Views inside The Music Box, the new home of LCCMViews inside The Music Box

After seven years at JLL, Morriss became a partner at Stanley Peach and Partners at the age of 30. Brought in as the future of the firm, with the existing partners reaching retirement age, Morriss in fact left before they did. He explains: ‘They weren’t doing commercial work at all; they were doing a lot of government work. So in terms of bedfellows, it probably didn’t work out quite as well. There’s no animosity.’ Out of Stanley Peach and Partners grew SPPARC in 2007.

The new company, spearheaded by Morriss, had already begun within the office but embodied a fresh, creative culture, thriving off of constant challenges and evolving design principals. Refusing to subscribe to a ‘house style’, Morriss explains how the practice takes a fresh and innovative approach to each project, recognising that no one context is the same. In that sense it could be said that its house style is to create an innovative and contextual response to each site. Even in cases where it has two projects on the same street they never look the same.

SPPARC has embraced the use of technology in all aspects of its work, but not to the detriment of alternative design methods and outcomes. ‘While we’re a modern firm we actually still do processes in quite a traditional way. I’ve still a workshop up on the top floor, so I still whittle around with bits of balsa wood. We still craft things and we still make things.’

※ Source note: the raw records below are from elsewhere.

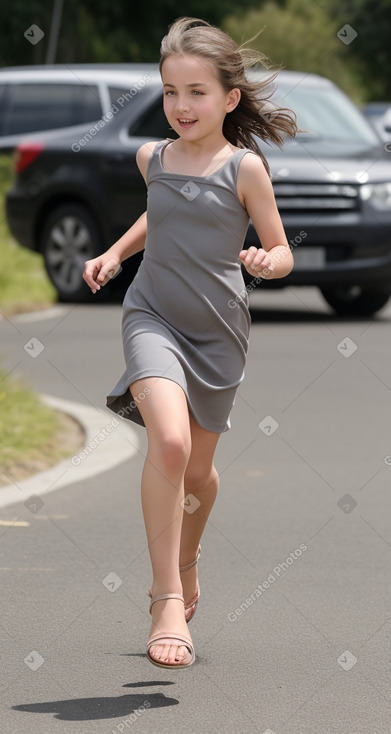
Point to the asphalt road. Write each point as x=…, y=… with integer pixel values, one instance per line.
x=292, y=634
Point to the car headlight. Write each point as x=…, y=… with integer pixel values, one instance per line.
x=379, y=195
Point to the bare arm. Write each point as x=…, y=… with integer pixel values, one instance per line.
x=274, y=259
x=100, y=270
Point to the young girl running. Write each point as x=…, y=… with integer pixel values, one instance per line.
x=185, y=315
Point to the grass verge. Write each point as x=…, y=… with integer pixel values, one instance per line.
x=33, y=436
x=24, y=285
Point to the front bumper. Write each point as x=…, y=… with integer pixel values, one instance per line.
x=357, y=249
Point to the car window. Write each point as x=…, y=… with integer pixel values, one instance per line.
x=153, y=124
x=327, y=114
x=34, y=107
x=2, y=104
x=119, y=95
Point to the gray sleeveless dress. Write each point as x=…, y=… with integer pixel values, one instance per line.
x=185, y=315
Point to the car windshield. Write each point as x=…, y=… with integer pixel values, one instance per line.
x=326, y=114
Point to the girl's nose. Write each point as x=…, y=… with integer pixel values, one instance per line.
x=182, y=104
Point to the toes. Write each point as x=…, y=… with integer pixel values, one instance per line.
x=168, y=653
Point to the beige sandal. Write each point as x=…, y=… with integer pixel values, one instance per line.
x=187, y=643
x=191, y=606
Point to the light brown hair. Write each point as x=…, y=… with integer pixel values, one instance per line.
x=254, y=115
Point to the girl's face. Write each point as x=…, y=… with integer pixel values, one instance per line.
x=195, y=102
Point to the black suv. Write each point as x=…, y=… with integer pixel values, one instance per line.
x=75, y=195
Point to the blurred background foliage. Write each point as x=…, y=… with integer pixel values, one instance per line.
x=297, y=34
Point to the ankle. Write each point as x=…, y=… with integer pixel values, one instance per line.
x=165, y=588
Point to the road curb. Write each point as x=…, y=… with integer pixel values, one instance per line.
x=109, y=441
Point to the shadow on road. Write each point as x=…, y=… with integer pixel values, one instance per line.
x=97, y=708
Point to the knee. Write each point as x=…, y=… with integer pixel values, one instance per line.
x=173, y=450
x=201, y=477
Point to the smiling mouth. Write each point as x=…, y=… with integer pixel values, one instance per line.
x=185, y=122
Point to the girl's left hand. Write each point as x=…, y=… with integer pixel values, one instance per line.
x=257, y=262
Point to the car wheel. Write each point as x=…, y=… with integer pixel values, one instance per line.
x=70, y=236
x=356, y=300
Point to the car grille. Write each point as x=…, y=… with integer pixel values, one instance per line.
x=321, y=198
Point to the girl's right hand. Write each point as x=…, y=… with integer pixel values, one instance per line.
x=100, y=270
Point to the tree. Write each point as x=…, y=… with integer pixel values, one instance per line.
x=300, y=36
x=371, y=50
x=100, y=30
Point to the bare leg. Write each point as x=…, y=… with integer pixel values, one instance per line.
x=166, y=417
x=201, y=481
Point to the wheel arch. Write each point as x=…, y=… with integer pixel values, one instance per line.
x=59, y=199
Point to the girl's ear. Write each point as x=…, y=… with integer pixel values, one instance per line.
x=233, y=99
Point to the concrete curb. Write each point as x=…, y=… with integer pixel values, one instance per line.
x=109, y=441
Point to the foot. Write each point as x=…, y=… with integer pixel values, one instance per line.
x=191, y=589
x=167, y=616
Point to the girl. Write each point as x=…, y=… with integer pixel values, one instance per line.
x=185, y=315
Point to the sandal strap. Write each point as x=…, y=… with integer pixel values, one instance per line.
x=193, y=563
x=162, y=597
x=171, y=636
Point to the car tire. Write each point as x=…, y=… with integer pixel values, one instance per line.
x=70, y=236
x=356, y=300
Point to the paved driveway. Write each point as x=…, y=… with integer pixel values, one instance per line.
x=292, y=634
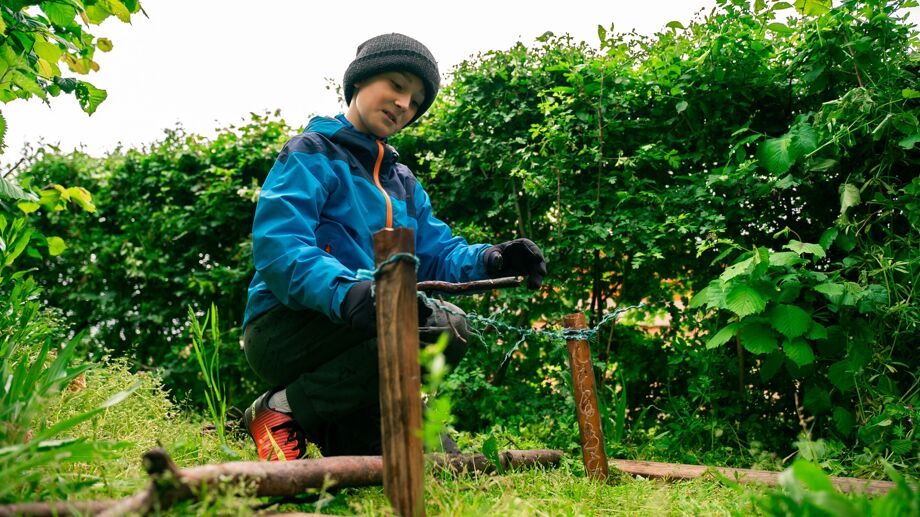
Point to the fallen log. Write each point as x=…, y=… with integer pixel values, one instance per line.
x=276, y=478
x=659, y=470
x=468, y=287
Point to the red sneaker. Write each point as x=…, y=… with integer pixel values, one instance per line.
x=278, y=437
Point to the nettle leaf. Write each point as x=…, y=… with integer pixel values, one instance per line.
x=10, y=189
x=813, y=7
x=722, y=336
x=736, y=269
x=799, y=351
x=49, y=51
x=831, y=290
x=89, y=96
x=849, y=197
x=816, y=332
x=827, y=238
x=758, y=338
x=842, y=376
x=104, y=44
x=805, y=247
x=789, y=320
x=786, y=258
x=816, y=399
x=778, y=155
x=772, y=364
x=82, y=198
x=844, y=421
x=56, y=246
x=901, y=447
x=61, y=14
x=812, y=476
x=743, y=300
x=712, y=295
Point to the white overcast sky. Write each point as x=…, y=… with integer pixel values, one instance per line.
x=206, y=64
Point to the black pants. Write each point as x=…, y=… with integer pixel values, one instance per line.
x=330, y=372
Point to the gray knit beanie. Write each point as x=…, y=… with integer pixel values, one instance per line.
x=394, y=52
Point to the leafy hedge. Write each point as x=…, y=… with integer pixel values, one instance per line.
x=751, y=177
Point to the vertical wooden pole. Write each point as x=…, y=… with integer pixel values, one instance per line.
x=400, y=383
x=589, y=417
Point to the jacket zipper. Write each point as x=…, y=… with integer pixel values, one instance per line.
x=386, y=197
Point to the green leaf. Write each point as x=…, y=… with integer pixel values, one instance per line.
x=849, y=197
x=844, y=421
x=722, y=336
x=28, y=207
x=9, y=188
x=61, y=14
x=831, y=290
x=97, y=13
x=781, y=28
x=118, y=9
x=789, y=320
x=758, y=338
x=736, y=269
x=827, y=238
x=908, y=142
x=82, y=198
x=104, y=44
x=490, y=451
x=771, y=365
x=89, y=96
x=799, y=351
x=813, y=7
x=773, y=154
x=812, y=476
x=744, y=301
x=44, y=69
x=785, y=258
x=51, y=53
x=777, y=155
x=804, y=247
x=56, y=246
x=901, y=447
x=816, y=332
x=842, y=376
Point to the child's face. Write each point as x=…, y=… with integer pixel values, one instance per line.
x=385, y=103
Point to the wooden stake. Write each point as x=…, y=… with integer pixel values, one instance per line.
x=589, y=417
x=400, y=383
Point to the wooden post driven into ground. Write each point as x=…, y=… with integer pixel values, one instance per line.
x=400, y=383
x=589, y=417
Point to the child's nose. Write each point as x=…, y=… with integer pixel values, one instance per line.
x=404, y=100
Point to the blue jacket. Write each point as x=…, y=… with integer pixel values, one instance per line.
x=329, y=190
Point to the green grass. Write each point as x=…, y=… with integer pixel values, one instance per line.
x=149, y=418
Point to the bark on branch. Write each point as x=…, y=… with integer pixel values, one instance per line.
x=654, y=469
x=468, y=287
x=170, y=484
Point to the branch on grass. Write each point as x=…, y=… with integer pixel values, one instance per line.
x=469, y=287
x=658, y=470
x=170, y=484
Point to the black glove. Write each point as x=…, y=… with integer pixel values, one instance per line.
x=358, y=309
x=520, y=257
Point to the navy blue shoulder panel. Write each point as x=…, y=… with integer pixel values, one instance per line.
x=312, y=143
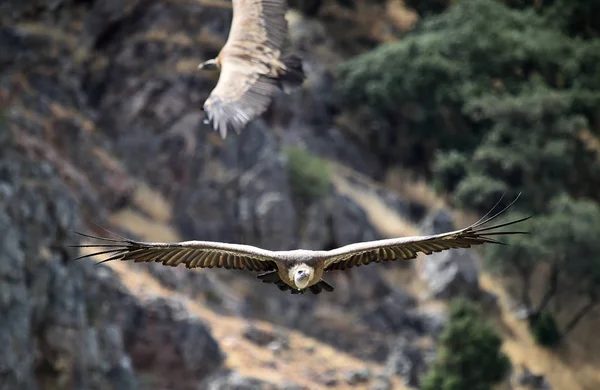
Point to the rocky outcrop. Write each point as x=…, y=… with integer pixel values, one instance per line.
x=448, y=273
x=73, y=325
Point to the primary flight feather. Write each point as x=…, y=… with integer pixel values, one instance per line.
x=255, y=62
x=298, y=270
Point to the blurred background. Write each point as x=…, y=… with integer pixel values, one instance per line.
x=416, y=116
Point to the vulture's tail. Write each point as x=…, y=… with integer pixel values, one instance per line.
x=294, y=74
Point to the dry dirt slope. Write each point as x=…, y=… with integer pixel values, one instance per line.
x=575, y=366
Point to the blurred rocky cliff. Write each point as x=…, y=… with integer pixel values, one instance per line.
x=103, y=125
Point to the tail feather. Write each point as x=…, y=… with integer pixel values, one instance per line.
x=294, y=76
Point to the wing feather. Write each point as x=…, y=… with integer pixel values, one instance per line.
x=407, y=248
x=258, y=24
x=240, y=95
x=194, y=254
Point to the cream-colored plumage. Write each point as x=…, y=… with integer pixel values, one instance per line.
x=297, y=270
x=255, y=62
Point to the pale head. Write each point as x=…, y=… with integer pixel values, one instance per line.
x=209, y=65
x=301, y=274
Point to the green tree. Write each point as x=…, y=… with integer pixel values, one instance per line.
x=566, y=238
x=470, y=355
x=482, y=75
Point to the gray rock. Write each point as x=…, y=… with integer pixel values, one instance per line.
x=234, y=381
x=532, y=381
x=391, y=312
x=358, y=376
x=407, y=361
x=264, y=338
x=381, y=382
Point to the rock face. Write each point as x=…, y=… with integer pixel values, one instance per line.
x=71, y=325
x=449, y=273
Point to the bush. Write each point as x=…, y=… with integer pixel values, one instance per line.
x=308, y=175
x=470, y=355
x=545, y=329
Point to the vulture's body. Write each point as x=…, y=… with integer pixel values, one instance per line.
x=255, y=62
x=297, y=270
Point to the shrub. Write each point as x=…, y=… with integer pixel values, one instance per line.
x=470, y=355
x=308, y=175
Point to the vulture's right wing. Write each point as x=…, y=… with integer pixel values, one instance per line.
x=240, y=95
x=203, y=254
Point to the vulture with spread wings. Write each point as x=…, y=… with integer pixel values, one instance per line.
x=297, y=270
x=255, y=62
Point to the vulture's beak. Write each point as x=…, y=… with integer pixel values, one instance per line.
x=301, y=278
x=208, y=65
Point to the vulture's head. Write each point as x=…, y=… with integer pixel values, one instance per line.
x=209, y=65
x=302, y=275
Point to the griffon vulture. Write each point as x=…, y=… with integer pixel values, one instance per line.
x=255, y=62
x=298, y=270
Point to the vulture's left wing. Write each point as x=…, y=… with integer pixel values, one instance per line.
x=203, y=254
x=240, y=95
x=406, y=248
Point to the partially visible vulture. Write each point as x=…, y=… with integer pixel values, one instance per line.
x=298, y=270
x=255, y=62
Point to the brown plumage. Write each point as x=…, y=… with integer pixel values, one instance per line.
x=298, y=270
x=255, y=62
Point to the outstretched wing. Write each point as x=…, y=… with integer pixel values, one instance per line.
x=241, y=95
x=202, y=254
x=406, y=248
x=256, y=42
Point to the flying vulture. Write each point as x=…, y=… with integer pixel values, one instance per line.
x=297, y=270
x=255, y=62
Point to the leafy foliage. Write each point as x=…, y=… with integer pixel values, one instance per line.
x=483, y=89
x=566, y=239
x=308, y=175
x=545, y=330
x=470, y=355
x=491, y=97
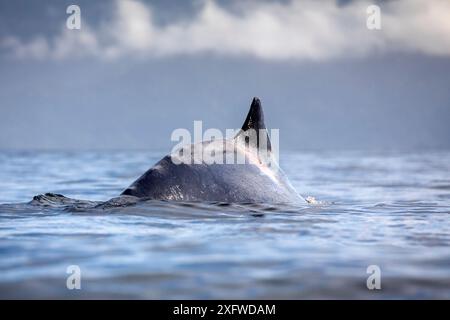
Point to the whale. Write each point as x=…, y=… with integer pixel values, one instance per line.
x=184, y=175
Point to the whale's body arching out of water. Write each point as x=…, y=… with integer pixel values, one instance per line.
x=258, y=180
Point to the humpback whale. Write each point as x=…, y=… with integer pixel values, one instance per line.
x=184, y=176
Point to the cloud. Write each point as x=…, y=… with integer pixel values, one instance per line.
x=297, y=30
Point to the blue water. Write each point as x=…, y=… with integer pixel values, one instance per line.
x=386, y=209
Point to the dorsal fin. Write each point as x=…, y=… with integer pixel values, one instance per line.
x=255, y=117
x=255, y=121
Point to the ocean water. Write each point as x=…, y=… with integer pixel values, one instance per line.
x=391, y=210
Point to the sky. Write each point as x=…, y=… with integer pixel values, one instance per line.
x=137, y=70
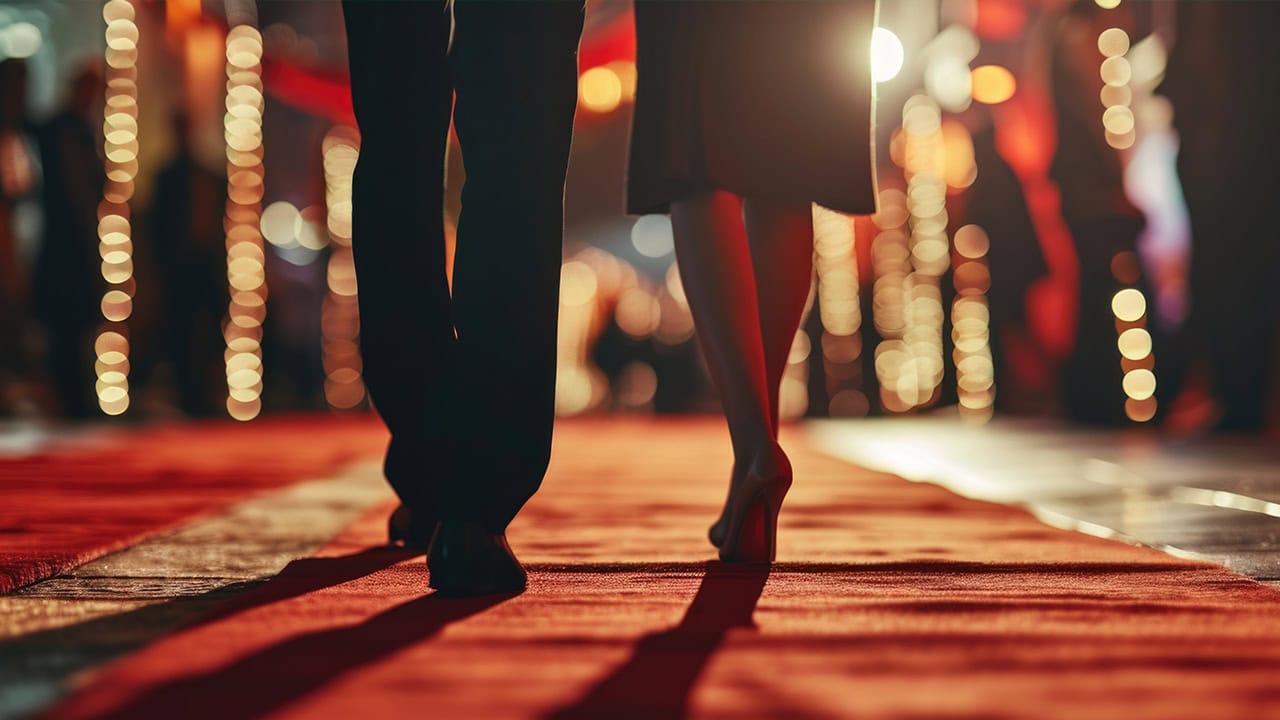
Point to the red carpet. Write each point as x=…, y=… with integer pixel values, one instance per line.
x=890, y=600
x=68, y=506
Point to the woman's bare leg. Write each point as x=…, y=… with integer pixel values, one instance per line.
x=720, y=281
x=781, y=240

The new home of LCCM with residential accommodation belowThe new home of LCCM with residential accommodation

Morris explains that all of the practice’s work involves an element of challenge. Whether it interrogates a brief to get the maximum out of it, or it is working within particularly complex site constraints, Morriss says: ‘We like to have these jigsaw puzzles, which we can unlock with the right challenges.’

Nowhere is this more evident than in The Music Box. Recently opening to become the new home for the London College of Creative Media (LCCM) in Southwark, The Music Box involved an infinitely complicated brief, with a residential development above a music college.

The structure consists of ‘floating rooms within rooms’, using freestanding steel installations to avoid sound transfer between the units. This differentiation is expressed in the materiality, defining the border between residential and college with a horizontal line modelled on Phi’s Golden Section. The music college forms a rigid brick base, and the residential block ethereally rests on top.

Morriss is positive on the future of small architecture firms such as SPPARC. He concludes: ‘I think that the spirit of a collaborative practice our kind of size is more relevant now than it’s ever been… people have never been more tuned in to really good quality design than they are now. I think that they’re actually genuinely interested in it, when maybe 20 years ago they weren’t...the place of the architect is probably more relevant now than it’s ever been.’